Lowdown Manpage Support

16 points by dzwdz


acatton

One alternative to lowdown is scdoc

dzwdz

Have you wanted to write a manpage for your library or program but are put off by the complexity of the weird manpage language? Read on.

This has just landed in Lowdown 3.0.0, which released last week. The author is part of the mandoc team, so I expect this to be pretty good.

fanf

This looks like a good way to make it easier to write man pages.

One of the things like about mdoc is the semantic markup makes it very clear what directive I should use in each situation. There are some style conventions that aren’t explicit in the markup, but they are very few and reasonably well documented, and the mandoc linter is good at spotting them. Unlike the old -man macros which are physical markup and rely on undocumented style conventions.

Lightweight markup seems like a regression: in the past I’ve found pod2man isn’t great at producing nicely formatted output because its markup is annoyingly weak. Even markdown is a step up from pod! But I still have to pay attention to which physical markup I should use so the result looks consistent with other man pages.

It looks like lowdown knows more about man page conventions than most other man generators, so (with mandoc lints) I hope it helps the author get things right with less guesswork.

telemachus

I'm all for anything that gets us more manpages since they are much more accessible than a project's README if you are already in a terminal working on something.
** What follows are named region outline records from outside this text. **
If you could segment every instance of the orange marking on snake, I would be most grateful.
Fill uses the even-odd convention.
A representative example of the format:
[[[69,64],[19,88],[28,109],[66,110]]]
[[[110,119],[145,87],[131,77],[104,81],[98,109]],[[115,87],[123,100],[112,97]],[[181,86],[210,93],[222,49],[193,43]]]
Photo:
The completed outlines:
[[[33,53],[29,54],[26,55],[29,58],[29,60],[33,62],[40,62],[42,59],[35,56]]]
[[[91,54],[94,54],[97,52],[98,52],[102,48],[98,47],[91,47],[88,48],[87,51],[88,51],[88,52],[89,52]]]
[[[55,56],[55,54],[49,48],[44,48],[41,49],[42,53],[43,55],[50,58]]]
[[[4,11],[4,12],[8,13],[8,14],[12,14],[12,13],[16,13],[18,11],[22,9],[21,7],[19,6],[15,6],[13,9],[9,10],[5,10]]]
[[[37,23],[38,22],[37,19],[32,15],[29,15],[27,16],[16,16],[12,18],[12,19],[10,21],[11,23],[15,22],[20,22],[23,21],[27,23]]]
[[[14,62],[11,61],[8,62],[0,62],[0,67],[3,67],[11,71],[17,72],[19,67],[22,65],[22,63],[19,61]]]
It's no longer maintained, but years ago I used Ryan Tomayko's ronn for this. It's the same basic idea, you write a manpage in Markdown (e.g., this one), and ronn turns it into a properly formatted manpage.

pyrmont

It’s great to hear that Lowdown has added this. I’m the creator of an extremely low profile alternative, Predoc, and when I released Predoc last year it was—to the best of my knowledge—the only Markdown flavour that could produce good-looking manpages in semantically correct mdoc (examples). I hope Lowdown’s new support encourages more people to write mdoc-based manpages, they’re great :D

Diti

I personally my documentation in AsciiDoc; you can use the manpage doctype in a document without modification to get a properly-formatted manual page. See the AsciiDoctor documentation about that feature.

jmc

I used pandoc in the past for this purpose.